Voilà une semaine que je suis arrivé en Bretagne. C’est le temps de l’été, mais pas encore celui des vacances. Il me reste des rendez-vous entre Quimper et Brest avant de voir venir le repos dans les premiers jours d’août. J’ai retrouvé la maison de mes parents et la chambre de mes jeunes années. Il y a mes livres, mes souvenirs, mes photos. Il y a aussi Internet en plus. Dans la journée, je cours les réunions et le soir, avant de relire mes notes et d’écrire mes rapports, je file jusqu’à la mer chercher au bord de l’eau, puis dans l’eau la fraicheur, le réconfort et finalement le bonheur des beaux jours. De la plage, je regarde au loin. Comme avant, au-delà de l’archipel des Glénan et de chacune de ses îles. Ces moments-là sont privilégiés. Je crois bien qu’ils me manquaient. Je suis seul à la maison, comme au temps des étés que je passais, jeune journaliste au Télégramme de Brest, des étés passionnants et formateurs, des étés lointains aussi.
J’aime l’été breton, la puissance du ciel et la douceur du vent. J’avais besoin de revivre tout cela. Longtemps, mon monde d’enfant se partagea entre les rivages de Loctudy en juillet et les hauteurs de Quimerc’h en août. En juillet, l’été était neuf, trépidant et joyeux. En août, il devenait mature, tranquille et heureux. A Loctudy, je n’en revenais pas que l’été soit déjà là et je me pinçais presque pour pouvoir y croire. A Quimerc’h, je me réjouissais qu’il dure et j’espérais que le temps s’écoule très doucement. Ces moments avaient pour chacun d’entre eux leurs couleurs et leurs saveurs. J’attendais chaque année de retrouver la blondeur des blés, le bleu profond du ciel et les fleurs vives des champs. J’avais mes petits coins favoris, que je gagnais à vélo. Des virages familiers, des bosquets, des massifs d’hortensias, des bouquets de bruyères, des lieux-dits, une fontaine, une petite chapelle, un coin de plage. C’était les chemins de mon enfance.
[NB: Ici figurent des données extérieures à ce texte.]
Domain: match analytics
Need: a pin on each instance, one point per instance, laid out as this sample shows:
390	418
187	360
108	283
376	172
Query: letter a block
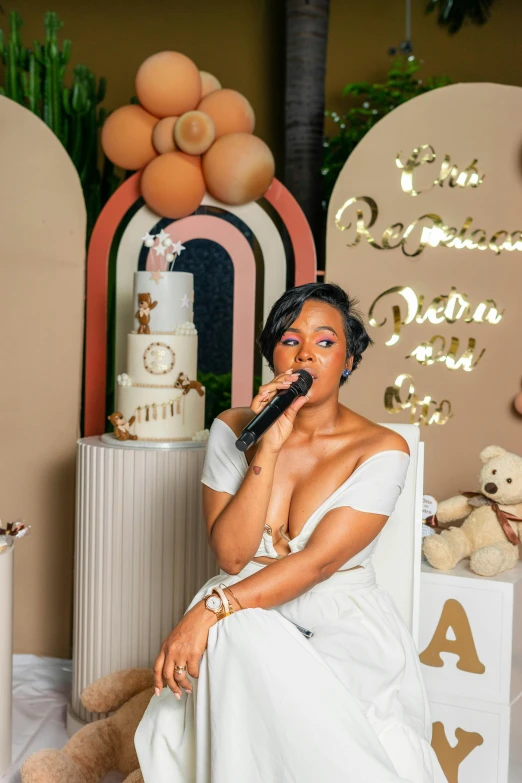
470	648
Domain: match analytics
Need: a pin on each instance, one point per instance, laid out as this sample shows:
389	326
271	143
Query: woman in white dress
251	696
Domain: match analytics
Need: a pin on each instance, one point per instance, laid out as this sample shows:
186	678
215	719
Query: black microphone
278	405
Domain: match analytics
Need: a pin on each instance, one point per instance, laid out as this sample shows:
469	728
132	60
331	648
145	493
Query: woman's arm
340	535
236	523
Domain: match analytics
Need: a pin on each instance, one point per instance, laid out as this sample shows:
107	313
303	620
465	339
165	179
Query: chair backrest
397	559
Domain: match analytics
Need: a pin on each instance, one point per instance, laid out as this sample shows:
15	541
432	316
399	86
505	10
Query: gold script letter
450	758
453	616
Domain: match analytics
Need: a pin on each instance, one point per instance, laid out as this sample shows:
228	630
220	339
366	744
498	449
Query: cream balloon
194	132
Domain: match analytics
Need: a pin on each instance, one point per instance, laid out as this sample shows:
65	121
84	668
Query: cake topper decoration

Cette semaine, j’ai eu envie de les reprendre, ces chemins. Alors je suis sorti de l’autoroute après mes rendez-vous et j’ai roulé vers mes souvenirs. J’ai garé ma voiture et je suis parti à pied. Heureux, le cœur battant. J’ai retrouvé tant de choses. J’ai marché le long de l’eau, reconnaissant les rochers et les pointes. J’ai gravi les collines et les sentiers où tant s’était écrit. C’est de l’émotion, bien sûr. Est-ce aussi de la nostalgie ? Sans doute un peu, mais c’est avant tout une force. Tous ces chemins, arpentés si longtemps, arpentés dans mon cœur depuis lors, m’ont construit car ils m’inspiraient. Une belle part de moi s’y trouve toujours. Je suis de là. C’est mon histoire. « Etre né quelque part », chantait Maxime Le Forestier. Rien n’est plus juste et vrai. Je me suis empli l’esprit de ces paysages de nouveau familiers, comme si je reprenais au cœur de l’été une conversation jamais vraiment interrompue. Le temps n’a pas de prise sur les chemins de l’enfance.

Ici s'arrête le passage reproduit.